Cross-Border Payments and Market Infrastructure Report from BIS Says Current Challenges with International Money Transfers will be Addressed at G20

The emergence of new Fintech industry participants such as the Facebook-led Libra project have made it clear that the existing, global cross-border payments system can be improved.

A Bank for International Settlements (BIS) committee report on Payments and Market Infrastructure (CPMI) has noted that countries across the globe, including Saudi Arabia in the Middle East, are focused on improving their cross-border payments platforms – which is notably a priority that will be discussed at the upcoming G20 meetings in Riyadh.

The CPMI report suggests 19 different building blocks for addressing the current challenges and issues with making cross-border or international transfers. These key areas for improving the payments process, including those for conducting local transactions, have not yet been addressed, and might soon be disrupted by new industry participants like Libra.

According to the report, there should be increased cooperation between public and private sector entities, so that cross-border payments can become faster, cheaper, and more transparent – which would enable greater financial inclusion.
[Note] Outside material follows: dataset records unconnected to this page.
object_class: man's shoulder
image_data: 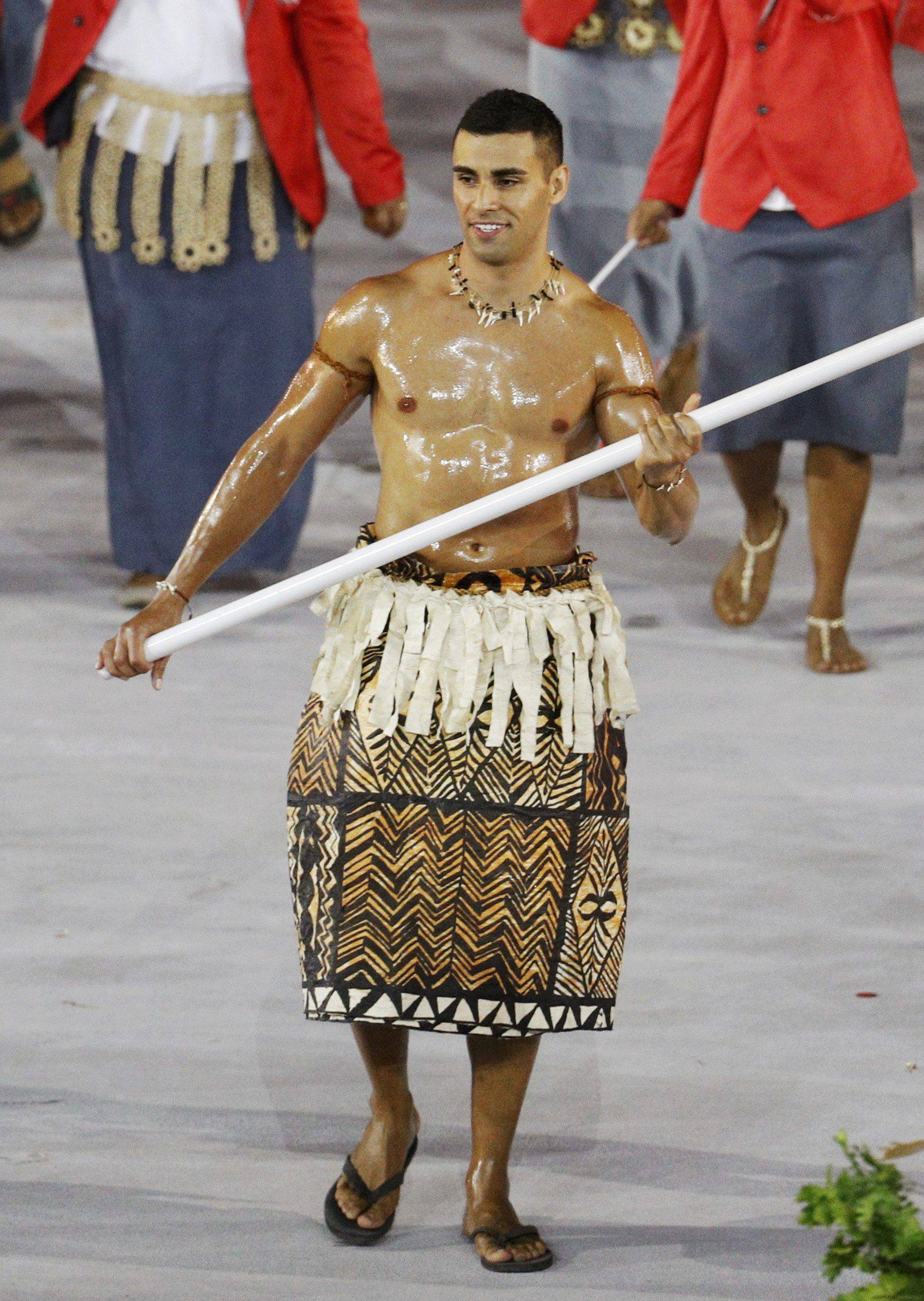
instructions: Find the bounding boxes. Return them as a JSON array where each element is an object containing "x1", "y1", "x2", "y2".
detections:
[
  {"x1": 564, "y1": 271, "x2": 643, "y2": 351},
  {"x1": 563, "y1": 268, "x2": 635, "y2": 334},
  {"x1": 338, "y1": 252, "x2": 447, "y2": 311}
]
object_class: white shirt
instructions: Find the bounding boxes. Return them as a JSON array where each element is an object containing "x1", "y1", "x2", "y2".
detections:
[
  {"x1": 760, "y1": 185, "x2": 795, "y2": 212},
  {"x1": 87, "y1": 0, "x2": 251, "y2": 163}
]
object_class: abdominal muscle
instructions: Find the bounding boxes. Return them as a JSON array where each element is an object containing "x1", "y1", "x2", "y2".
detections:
[{"x1": 375, "y1": 416, "x2": 590, "y2": 574}]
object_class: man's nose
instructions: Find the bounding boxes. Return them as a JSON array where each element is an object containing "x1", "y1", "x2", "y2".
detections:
[{"x1": 474, "y1": 181, "x2": 498, "y2": 212}]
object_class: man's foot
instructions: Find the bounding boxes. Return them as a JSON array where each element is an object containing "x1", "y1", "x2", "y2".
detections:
[
  {"x1": 0, "y1": 125, "x2": 44, "y2": 248},
  {"x1": 334, "y1": 1095, "x2": 420, "y2": 1228},
  {"x1": 463, "y1": 1198, "x2": 552, "y2": 1266},
  {"x1": 806, "y1": 614, "x2": 869, "y2": 673},
  {"x1": 712, "y1": 498, "x2": 789, "y2": 627},
  {"x1": 115, "y1": 570, "x2": 164, "y2": 610}
]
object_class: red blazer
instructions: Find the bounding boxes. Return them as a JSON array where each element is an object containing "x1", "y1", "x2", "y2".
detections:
[
  {"x1": 521, "y1": 0, "x2": 687, "y2": 49},
  {"x1": 642, "y1": 0, "x2": 924, "y2": 230},
  {"x1": 22, "y1": 0, "x2": 404, "y2": 226}
]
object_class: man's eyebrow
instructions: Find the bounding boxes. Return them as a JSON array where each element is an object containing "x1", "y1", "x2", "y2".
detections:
[{"x1": 452, "y1": 163, "x2": 529, "y2": 180}]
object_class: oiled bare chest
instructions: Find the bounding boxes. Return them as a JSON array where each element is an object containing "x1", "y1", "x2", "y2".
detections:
[{"x1": 374, "y1": 324, "x2": 594, "y2": 441}]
The report recommends improving regulatory, supervisory and oversight coordination. It also notes that existing payment infrastructure must be updated, data quality should be improved, and private and public sector entities should consider exploring the potential of new types of payment infrastructures.

Jon Cunliffe, CPMI chair and deputy governor of the Bank of England, recommended that the cross-border payments process should be improved so that it meets the “standards, efficiency and reliability that users now have a right to expect.”

Cunliffe added:

“Faster, cheaper, more transparent and more inclusive cross-border payment services would have widespread benefits for citizens and businesses worldwide, supporting economic growth, international trade, global development and financial inclusion.”

The report is the second part of a three-stage process. The Financial Stability Board, an international organization that makes recommendations about the global financial system, will be working on a complete roadmap or outline that will be presented to finance ministers and central bank governors who will be attending the G20 meetings in October 2020.